Escopo e investimento

O levantamento abrange a análise das condições de vida de pessoas idosas, pessoas com deficiência, população em situação de rua, crianças e adolescentes e questões relacionadas à realidade de gênero.

Para a secretária municipal de Assistência Social, Márcia Kiss, a base técnica é essencial para a definição de políticas públicas. “O diagnóstico permite superar a tomada de decisão baseada em suposições e direciona os investimentos para onde há maior necessidade”, destacou.

O projeto conta com investimento de R$ 385 mil, com recursos dos fundos municipais do Idoso (FUMID), da Criança e do Adolescente, além de aporte da Secretaria Municipal de Assistência Social e apoio do Gabinete de Políticas Públicas para Mulheres (GPPM).

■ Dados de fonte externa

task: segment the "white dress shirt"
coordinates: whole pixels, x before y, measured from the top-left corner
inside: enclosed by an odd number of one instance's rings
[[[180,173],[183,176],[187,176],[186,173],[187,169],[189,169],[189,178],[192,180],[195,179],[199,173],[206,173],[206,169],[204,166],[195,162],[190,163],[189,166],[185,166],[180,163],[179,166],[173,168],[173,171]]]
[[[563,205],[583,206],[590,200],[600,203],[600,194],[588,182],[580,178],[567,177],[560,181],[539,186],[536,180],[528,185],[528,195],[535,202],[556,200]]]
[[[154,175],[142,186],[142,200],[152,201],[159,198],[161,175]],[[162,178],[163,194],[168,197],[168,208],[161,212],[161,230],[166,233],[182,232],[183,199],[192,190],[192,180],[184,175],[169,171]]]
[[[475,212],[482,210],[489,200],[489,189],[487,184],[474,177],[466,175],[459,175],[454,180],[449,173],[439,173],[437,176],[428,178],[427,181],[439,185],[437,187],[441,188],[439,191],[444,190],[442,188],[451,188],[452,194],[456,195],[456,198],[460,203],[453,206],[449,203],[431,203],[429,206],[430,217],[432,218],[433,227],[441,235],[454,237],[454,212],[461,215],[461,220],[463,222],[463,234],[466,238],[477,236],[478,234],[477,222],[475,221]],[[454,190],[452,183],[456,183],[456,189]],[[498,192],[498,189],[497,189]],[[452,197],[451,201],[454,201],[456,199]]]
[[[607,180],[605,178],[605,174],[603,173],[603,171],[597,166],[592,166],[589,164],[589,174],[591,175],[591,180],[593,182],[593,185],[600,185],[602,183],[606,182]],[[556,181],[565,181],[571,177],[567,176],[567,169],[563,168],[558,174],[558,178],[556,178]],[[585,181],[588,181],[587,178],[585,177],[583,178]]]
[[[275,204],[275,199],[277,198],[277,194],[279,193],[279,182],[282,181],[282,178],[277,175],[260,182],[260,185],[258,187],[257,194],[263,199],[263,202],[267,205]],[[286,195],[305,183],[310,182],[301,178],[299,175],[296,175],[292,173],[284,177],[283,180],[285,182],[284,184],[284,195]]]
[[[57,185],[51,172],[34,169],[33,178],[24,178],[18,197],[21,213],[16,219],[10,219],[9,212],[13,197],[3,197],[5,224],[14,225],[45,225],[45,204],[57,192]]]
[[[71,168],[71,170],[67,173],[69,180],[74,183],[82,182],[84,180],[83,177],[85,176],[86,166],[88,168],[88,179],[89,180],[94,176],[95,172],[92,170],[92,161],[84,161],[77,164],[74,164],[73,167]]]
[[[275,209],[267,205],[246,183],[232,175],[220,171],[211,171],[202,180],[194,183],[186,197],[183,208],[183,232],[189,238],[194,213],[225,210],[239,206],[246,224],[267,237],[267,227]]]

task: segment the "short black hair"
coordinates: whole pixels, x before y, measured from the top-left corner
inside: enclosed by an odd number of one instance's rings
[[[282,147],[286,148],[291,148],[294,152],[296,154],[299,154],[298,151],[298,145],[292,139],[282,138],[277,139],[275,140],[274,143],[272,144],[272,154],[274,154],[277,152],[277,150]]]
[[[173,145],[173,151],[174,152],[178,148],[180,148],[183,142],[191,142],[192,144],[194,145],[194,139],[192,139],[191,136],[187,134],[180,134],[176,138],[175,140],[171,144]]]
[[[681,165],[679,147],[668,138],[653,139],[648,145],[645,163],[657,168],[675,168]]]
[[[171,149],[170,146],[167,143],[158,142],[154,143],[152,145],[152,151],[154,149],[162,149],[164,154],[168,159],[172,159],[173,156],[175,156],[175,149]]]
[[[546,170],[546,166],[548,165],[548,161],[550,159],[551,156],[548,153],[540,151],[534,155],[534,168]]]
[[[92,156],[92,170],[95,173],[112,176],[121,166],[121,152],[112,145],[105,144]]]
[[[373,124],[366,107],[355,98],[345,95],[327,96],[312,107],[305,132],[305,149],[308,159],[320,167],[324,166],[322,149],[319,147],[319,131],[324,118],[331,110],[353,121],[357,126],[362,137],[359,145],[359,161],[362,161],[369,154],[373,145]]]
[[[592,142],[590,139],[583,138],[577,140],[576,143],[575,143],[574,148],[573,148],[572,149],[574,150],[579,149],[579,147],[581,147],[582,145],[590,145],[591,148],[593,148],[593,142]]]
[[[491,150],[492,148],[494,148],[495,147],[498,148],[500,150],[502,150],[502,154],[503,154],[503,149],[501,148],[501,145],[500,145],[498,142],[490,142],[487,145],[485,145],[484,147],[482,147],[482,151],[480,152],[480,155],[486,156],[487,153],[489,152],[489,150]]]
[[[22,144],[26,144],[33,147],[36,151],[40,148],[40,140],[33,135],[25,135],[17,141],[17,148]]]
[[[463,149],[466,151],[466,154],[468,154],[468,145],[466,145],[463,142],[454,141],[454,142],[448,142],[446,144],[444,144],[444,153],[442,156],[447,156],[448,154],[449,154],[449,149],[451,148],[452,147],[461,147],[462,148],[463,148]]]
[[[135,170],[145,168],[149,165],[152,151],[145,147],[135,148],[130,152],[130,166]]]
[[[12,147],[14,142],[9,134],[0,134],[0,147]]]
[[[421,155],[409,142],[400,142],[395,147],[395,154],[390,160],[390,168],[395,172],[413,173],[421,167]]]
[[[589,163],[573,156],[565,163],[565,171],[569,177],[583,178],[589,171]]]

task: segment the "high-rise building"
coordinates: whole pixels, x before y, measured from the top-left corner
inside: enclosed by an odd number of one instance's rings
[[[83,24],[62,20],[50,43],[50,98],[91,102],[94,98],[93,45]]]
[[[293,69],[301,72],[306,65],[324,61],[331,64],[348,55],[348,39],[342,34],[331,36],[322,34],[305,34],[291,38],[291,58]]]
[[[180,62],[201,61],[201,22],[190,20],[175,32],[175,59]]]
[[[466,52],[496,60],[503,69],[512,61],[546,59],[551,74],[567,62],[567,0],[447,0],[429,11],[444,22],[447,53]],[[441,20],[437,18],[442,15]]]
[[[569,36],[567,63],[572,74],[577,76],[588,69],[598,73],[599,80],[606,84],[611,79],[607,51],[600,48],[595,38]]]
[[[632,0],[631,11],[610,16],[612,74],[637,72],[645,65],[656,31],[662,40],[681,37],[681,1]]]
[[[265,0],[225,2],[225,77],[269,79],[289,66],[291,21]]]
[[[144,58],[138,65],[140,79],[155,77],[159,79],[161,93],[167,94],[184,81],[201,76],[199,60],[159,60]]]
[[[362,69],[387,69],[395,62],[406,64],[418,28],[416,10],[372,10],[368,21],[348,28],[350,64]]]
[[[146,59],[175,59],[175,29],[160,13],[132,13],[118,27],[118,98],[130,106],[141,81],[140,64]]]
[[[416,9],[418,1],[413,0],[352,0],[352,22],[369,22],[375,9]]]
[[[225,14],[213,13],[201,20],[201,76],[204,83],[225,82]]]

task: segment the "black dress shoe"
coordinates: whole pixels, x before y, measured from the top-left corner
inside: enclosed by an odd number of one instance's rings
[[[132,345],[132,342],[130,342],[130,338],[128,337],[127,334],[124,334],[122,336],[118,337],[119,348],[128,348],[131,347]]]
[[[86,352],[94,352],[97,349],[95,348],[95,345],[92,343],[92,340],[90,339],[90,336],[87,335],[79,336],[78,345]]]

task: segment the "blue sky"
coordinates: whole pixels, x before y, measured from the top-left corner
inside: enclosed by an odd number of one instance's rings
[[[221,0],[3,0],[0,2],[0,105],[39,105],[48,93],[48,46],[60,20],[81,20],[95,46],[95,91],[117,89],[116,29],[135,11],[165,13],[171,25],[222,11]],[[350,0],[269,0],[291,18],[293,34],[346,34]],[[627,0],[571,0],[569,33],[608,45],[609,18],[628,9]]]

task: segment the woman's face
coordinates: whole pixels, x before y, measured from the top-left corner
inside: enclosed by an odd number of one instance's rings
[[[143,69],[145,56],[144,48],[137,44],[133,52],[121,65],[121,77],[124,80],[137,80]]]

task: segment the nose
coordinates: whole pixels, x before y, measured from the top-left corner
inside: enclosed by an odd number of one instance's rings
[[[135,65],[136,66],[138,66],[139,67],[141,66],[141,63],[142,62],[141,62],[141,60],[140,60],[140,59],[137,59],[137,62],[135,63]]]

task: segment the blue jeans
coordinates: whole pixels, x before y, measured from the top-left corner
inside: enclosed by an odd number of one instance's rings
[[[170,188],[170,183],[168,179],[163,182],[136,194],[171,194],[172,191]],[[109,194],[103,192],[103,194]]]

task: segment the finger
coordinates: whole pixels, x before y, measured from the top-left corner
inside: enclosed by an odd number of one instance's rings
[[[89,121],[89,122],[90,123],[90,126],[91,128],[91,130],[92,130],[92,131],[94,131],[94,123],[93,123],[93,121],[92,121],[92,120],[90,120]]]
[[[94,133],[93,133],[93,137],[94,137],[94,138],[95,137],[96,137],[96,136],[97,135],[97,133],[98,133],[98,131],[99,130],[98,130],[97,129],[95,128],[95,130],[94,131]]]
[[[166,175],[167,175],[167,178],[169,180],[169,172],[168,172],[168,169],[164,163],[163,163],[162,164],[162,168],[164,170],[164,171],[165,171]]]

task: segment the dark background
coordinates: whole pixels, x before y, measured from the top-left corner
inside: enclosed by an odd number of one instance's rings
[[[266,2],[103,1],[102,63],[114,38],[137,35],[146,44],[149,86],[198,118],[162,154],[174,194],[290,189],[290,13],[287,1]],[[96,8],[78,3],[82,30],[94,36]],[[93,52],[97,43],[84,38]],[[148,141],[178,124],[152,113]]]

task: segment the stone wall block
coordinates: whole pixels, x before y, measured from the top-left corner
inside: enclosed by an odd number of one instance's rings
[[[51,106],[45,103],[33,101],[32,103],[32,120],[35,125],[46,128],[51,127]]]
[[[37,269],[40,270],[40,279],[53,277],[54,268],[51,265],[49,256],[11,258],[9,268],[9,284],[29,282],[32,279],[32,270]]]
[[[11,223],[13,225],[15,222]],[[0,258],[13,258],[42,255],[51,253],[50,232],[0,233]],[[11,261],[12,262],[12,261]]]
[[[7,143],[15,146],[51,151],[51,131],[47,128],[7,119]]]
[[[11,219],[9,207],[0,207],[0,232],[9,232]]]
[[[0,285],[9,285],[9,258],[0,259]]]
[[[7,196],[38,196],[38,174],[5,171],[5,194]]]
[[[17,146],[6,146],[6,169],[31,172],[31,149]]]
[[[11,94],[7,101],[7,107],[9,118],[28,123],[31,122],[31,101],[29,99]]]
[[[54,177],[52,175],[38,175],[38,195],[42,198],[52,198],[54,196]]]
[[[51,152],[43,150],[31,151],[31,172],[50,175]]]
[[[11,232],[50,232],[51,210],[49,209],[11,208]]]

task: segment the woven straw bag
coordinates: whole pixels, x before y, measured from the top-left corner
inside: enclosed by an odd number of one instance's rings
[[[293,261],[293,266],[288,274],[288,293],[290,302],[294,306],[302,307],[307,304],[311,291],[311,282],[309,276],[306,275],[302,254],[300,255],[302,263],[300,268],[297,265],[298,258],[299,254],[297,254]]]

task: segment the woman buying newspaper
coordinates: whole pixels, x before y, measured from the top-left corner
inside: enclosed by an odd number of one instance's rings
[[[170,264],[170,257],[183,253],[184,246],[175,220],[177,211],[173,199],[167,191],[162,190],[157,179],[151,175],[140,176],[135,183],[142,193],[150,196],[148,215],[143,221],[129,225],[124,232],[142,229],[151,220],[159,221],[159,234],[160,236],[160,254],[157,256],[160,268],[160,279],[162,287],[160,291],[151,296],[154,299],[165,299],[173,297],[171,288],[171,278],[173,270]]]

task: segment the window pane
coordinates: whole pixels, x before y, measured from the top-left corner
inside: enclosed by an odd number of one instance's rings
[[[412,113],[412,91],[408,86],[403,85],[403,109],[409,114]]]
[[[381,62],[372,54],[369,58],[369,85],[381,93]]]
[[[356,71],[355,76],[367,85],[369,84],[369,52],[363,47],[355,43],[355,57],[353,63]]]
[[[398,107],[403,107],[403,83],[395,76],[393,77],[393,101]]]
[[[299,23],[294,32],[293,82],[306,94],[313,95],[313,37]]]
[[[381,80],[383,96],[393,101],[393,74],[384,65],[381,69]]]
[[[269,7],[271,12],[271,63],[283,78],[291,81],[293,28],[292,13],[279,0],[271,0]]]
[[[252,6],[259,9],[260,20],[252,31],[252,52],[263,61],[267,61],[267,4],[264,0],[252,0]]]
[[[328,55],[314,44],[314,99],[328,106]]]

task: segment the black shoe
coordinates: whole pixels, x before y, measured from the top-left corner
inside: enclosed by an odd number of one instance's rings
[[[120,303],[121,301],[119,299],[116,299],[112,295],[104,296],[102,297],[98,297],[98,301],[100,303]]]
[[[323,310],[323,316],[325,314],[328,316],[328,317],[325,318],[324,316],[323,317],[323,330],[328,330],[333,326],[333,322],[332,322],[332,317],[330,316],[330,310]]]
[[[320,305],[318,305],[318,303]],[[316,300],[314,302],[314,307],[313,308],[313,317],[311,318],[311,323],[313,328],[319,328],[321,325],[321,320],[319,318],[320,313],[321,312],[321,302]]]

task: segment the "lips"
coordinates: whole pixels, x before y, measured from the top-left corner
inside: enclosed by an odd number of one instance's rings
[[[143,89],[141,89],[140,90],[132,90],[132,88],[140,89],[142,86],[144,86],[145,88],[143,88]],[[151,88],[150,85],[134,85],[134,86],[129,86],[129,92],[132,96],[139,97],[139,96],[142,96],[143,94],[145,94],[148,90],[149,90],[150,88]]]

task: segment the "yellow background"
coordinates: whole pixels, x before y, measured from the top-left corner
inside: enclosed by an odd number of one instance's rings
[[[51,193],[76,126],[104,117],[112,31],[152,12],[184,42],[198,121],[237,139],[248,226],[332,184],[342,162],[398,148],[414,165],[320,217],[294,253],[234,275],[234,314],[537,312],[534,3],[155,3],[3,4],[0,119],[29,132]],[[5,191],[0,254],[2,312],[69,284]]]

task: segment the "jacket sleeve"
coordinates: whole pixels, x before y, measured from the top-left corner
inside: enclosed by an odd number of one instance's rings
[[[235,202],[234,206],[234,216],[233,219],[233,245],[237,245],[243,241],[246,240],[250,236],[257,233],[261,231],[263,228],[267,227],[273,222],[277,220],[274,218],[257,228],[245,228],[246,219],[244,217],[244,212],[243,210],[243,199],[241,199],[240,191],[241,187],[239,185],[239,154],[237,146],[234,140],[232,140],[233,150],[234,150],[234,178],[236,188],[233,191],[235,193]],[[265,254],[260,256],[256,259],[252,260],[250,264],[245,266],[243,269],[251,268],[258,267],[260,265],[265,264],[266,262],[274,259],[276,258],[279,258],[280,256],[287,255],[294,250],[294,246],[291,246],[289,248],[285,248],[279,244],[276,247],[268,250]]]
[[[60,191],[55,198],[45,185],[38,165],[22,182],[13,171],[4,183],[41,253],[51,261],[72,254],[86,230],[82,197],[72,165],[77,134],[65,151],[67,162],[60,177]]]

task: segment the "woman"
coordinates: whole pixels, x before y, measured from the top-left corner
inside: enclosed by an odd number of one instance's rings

A execução está prevista para um período de 15 meses.

O que é o Diagnóstico Situacional

O Diagnóstico Situacional e Social é um instrumento de pesquisa que analisa de forma aprofundada a realidade de um território, reunindo dados sobre condições de vida, vulnerabilidades, potencialidades e demandas sociais.

A proposta é produzir um retrato detalhado — com informações demográficas, econômicas, culturais, ambientais e epidemiológicas — capaz de orientar ações e políticas públicas mais eficazes, com base em evidências. As próximas etapas incluem a identificação de necessidades prioritárias e o mapeamento de potencialidades e recursos existentes na comunidade.